You will make marketing recommendations for three hypothetical farmers who want to sell corn, soybeans and cattle as described below. For each recommendation, you need to provide the following information.

  1. Your expectations for futures prices and basis in the coming months. Here you need to indicate what you expect to happen with futures prices and basis and briefly explain the rationale behind your expectation.
    • As you check the news for information about prices, remember to focus on the states and countries that are more relevant for each market (remember the data that you collected for Part # 2).
  2. The quantity that you recommend selling with futures contracts and/or forward contracts (if any). You can choose to use only one type of contract, both contracts, or neither.
  3. The justification of your recommendations based on (a) your expectations for futures prices and basis and (b) the characteristics of the marketing strategies available.
    • For example, I expect that the futures price will increase and the basis will narrow, therefore I recommend selling so many bushels with a futures (or forward) contract because this contract allows the farmer to.......
  4. The risk-return profile of your recommendation, i.e. how much risk the farmer is taking and how much return the farmer can potentially obtain.

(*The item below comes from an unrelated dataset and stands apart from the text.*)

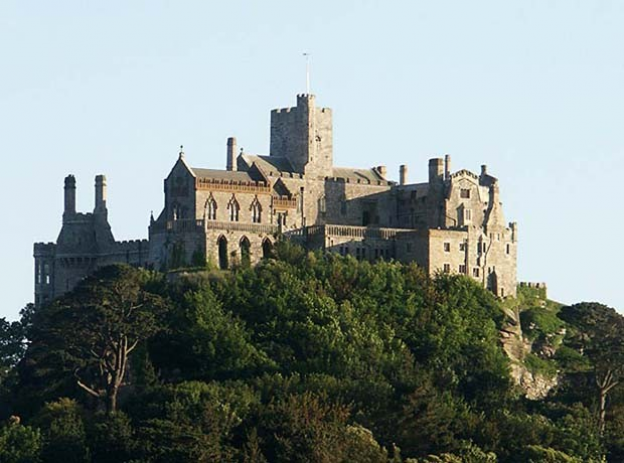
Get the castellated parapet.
[34,94,518,304]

Therefore, your answer needs to contain the four points above for each marketing recommendation for Farmer A, Farmer B and Farmer C below.

There is no "right" or "wrong" recommendation here and your answer will be graded based on:

  • completing all requirements above,
  • the consistency of the justification for the recommendations (i.e. regardless what recommendation you come up with, it needs to make sense), and
  • the consistency of the risk-return profile (i.e. it needs to be consistent with your choice of marketing strategy).

Farmer A (corn)

This farmer in Emerald, NE is planning to harvest 50,000 bushels of corn in the fall, and she estimates her break-even price is $4.55/bu (this includes her cost of production and also some extra funds she needs to pay bills and invest in the farm). She is trying to decide whether she should:

  • sell all bushels now with futures contracts and/or forward contracts,
  • sell a portion of the bushels now with futures contracts and/or forward contracts, and the remaining bushels later, or
  • sell nothing now.

She wants to deliver her grain sometime in November, and the grain elevator in her local cash market is offering a forward contract for November 2021 delivery at $4.56/bu. If she prefers to use the futures market, she can hedge her grain with the corn futures contract for December 2021 delivery, which is trading at $4.98/bu. The size of the futures contract is 5,000 bushels and initial margin is $1,650/contract (which is the same as the maintenance margin).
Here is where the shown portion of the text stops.